The scent of cut grass, someone’s coffee cooling on a bench, and the subtle anxiety of finals week permeate every American college campus in late spring. On the surface, it appears exactly as it always has. However, something has changed beneath it all. At kitchen tables across the nation, parents are whispering the same awkward question: is any of this still worthwhile?
There is a reason for the skepticism. According to U.S. News and World Report, private university tuition has increased by 32% in the last 20 years. Additionally, public universities have not been particularly generous to students’ finances. Additionally, when Tim Cook of Apple publicly dismisses the need for a four-year degree as a prerequisite for employment or Alex Karp of Palantir declares he doesn’t give a damn about the educational background of his staff, the situation is different than it once was. These voices are not from the periphery. They are in charge of some of the world’s most powerful businesses.

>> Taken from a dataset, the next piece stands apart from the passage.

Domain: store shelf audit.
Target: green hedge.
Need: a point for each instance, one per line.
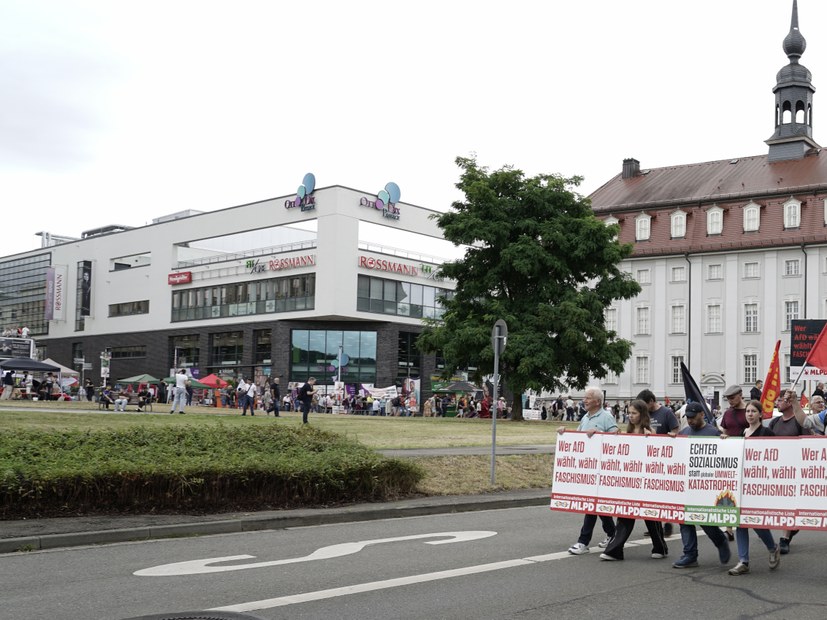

AI then entered the discussion like a stone into still water. All of a sudden, data analysts and accountants—exactly the kind of people who used to justify their tuition costs with steady, well-paying jobs—are witnessing their skill sets being subtly absorbed by software. High-skilled knowledge work is becoming more vulnerable, according to Carl Benedikt Frey, an Oxford economist who spent years researching the extent of automation. To tools that can draft, analyze, and synthesize more quickly than any human seated at a desk, not just to robots on assembly lines.
Nevertheless, Frey continues to have faith in the degree. Sitting with that part is worthwhile. His reasoning is based on what classrooms still manage to produce that LLMs actually cannot, rather than prestige or tradition. sophisticated social intelligence. genuine inventiveness. the capacity to handle confusing, chaotic, human circumstances in which no prompt can save you. This was subtly confirmed by a Stanford study conducted in 2025, which discovered that while data analysis roles are declining, communication skills are actually becoming more valuable in the workplace. Anyone who is paying attention can see the irony.
There’s a feeling, more than evidence, that the students who benefit most from college aren’t the ones who commit formulas to memory. They are the ones who are learning how to think with others, how to debate a point of view over coffee, and how to fail and grow from it. Germar Gonzalez, a first-generation UCLA graduate who attended Yale and is currently employed in conservation biology, characterizes his degree as a path rather than a credential. He attributes his pursuit of a life he had truly dreamed of—one his family had no road map for—to the community, mentors, and intellectual bravery he received during his time in college.
Stubbornly, the financial data continues to support this. Those with a bachelor’s degree make about 86% more money than those with only a high school education, and their median lifetime earnings are about $1.2 million higher. Degree holders have a 50% lower unemployment rate. When a tech CEO expresses a divergent viewpoint, those figures remain unchanged.
The discrepancy between how awful things seem and how reliable the underlying data is is difficult to ignore. The vibes are awful, but for the majority of graduates, the investment still pays off, according to a recent Vox article. Perhaps the truth is that attending college has never been a straightforward transaction—tuition in, salary out. Compared to that, it is slower and messier. It was always the case. It’s not really a question of whether the degree is worthwhile. The question is whether you’re prepared to add value to it.